Our thoughts, emotions, memories, skills, wisdom and creativity are all produced by these neurotransmitters. But it’s important to understand that our thinking is not solely a function of our mind. Our entire body, including our thoughts and unconscious mind also affects our thinking. Weaker thinking can manifest in a variety of ways, from poor concentration and problem solving to cranky, angry and anxious.
Because our conscious mind doesn’t always control our conscious information processing, sometimes we are forced to rely on our unconscious mind for support. As an example, if we’re solving a problem or developing new skills, we might begin by using logic and rational thinking. But as soon as we get caught to our own”logical puzzle” we revert to our emotional memory and behavior patterns. And before we know it we are back at square one, with another issue and potentially another round of frustrated and angry response.
Bruce Lipton believes that the way we consider problem solving goes far beyond our intellectual abilities. Instead, he believes, our subconscious mind provides the critical information that guides and directs our behavior. And although this portion of our mind is far more difficult to influence than reflection and logic, it is also more immune to negative manipulation. This means that we can change undesirable behavior patterns far more easily and effectively than we could with logic and rational thinking alone.

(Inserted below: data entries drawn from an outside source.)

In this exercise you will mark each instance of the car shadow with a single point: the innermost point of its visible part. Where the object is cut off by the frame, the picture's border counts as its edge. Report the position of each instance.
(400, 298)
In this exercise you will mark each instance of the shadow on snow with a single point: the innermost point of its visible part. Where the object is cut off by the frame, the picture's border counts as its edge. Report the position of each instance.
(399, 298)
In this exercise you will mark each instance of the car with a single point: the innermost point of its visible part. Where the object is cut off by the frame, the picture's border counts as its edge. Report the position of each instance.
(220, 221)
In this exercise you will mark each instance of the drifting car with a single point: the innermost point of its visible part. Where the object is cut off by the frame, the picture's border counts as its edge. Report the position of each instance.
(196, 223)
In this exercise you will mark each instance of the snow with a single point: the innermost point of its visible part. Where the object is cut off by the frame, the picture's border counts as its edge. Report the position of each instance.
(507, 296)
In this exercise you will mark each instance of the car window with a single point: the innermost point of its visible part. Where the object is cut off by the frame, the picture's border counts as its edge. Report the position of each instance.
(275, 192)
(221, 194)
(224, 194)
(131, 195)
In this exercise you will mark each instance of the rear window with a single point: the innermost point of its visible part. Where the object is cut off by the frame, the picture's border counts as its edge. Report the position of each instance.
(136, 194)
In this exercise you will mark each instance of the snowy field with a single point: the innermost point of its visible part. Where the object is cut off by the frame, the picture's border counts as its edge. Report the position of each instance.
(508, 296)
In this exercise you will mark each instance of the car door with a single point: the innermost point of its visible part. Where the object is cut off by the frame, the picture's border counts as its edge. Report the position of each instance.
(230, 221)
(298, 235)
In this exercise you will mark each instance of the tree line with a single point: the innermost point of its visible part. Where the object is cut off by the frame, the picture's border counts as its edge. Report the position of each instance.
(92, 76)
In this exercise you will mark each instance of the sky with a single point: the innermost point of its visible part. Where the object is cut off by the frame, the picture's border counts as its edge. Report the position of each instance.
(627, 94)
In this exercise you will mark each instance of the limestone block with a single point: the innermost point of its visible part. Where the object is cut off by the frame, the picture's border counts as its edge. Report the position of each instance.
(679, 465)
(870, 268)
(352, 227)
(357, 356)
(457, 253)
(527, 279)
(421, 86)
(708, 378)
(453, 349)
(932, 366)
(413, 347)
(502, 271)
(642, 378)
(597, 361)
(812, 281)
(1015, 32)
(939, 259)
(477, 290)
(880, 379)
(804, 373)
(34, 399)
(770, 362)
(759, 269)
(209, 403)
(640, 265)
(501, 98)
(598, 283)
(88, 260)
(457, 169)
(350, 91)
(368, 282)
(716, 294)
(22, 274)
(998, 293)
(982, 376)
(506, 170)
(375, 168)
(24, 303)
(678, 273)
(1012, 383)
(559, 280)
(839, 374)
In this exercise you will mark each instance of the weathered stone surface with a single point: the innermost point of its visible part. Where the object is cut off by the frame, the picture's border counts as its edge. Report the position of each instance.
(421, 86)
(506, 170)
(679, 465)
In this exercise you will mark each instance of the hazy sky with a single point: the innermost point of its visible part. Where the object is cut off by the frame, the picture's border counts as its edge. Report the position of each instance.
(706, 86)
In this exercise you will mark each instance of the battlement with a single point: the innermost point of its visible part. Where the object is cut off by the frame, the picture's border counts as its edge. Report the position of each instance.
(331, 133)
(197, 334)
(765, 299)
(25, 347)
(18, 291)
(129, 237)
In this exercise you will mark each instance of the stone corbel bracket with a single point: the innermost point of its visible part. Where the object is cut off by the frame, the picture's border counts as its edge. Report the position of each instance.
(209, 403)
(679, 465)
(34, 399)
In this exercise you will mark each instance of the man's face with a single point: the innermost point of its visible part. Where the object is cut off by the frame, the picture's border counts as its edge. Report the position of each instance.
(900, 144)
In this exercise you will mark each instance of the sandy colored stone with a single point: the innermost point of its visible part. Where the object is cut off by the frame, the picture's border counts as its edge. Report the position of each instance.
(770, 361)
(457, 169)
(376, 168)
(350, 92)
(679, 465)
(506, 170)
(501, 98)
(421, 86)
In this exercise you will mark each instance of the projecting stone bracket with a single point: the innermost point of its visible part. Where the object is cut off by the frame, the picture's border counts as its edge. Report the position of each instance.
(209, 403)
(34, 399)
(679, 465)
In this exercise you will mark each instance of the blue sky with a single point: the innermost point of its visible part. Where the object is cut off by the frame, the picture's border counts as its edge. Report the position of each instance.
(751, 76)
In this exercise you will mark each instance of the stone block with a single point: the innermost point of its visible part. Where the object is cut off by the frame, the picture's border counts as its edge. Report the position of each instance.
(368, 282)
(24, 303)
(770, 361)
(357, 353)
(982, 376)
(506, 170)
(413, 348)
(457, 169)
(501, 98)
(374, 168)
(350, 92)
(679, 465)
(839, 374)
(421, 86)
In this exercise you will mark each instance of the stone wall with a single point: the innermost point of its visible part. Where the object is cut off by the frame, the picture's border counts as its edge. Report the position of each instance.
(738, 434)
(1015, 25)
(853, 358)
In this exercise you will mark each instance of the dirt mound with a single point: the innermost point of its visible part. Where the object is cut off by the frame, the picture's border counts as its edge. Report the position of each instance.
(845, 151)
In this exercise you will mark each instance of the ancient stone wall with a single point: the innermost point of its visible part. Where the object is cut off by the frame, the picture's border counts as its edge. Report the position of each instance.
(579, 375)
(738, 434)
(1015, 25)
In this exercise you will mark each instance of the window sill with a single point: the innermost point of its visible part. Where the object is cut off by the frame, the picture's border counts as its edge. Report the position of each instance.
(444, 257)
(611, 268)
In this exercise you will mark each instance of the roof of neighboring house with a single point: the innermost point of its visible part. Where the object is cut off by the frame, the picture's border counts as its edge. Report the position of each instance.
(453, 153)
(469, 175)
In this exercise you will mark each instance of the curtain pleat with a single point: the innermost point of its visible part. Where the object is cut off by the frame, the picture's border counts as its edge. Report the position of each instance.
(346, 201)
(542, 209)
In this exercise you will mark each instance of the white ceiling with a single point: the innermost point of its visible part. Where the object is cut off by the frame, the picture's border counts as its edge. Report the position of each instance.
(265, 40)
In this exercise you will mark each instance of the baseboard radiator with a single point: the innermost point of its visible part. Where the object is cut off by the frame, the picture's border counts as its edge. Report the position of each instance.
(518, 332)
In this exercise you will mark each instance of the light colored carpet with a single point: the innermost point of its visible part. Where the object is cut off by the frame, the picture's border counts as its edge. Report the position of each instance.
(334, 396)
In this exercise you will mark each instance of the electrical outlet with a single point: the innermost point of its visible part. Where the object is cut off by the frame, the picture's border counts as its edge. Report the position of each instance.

Bruce Lipton recommends using several problem solving techniques in addition to his classic ones. He says you must be willing to go outside your comfort zone when solving complex problems, and he recommends using intuition as an extra tool. Intuition comes into play because it helps us connect what we already know to our subconscious mind, which in turn helps us make connections into the subconscious mind. Another tool he proposes is to develop an inner filter to get rid of conscious information and focus all attention on the intuitive part of the brain. Because mindful information tends to restrict our intuitive abilities, consciously processing too much information at once can have a serious inhibitory effect.
Bruce Lipton offers several practical steps to help people solve their particular issues. These measures are based on his years of clinical practice and research. These steps are especially valuable for those who can’t afford or do not need to spend money on counseling sessions. In fact, if you feel that you need more help with problem solving, Bruce Lipton can often be a terrific source of inspiration and support.
Bruce Lipton’s problem solving techniques go beyond mere tips on how best to solve problems. In addition, he teaches that there are two parts to a problem; the physical problem and the psychological problem or concern. And he believes these two parts can be separated because the physical problem is simply a symptom of deeper emotional issues. . .so if you ignore the psychological problem, you won’t be dismissing the physical one either.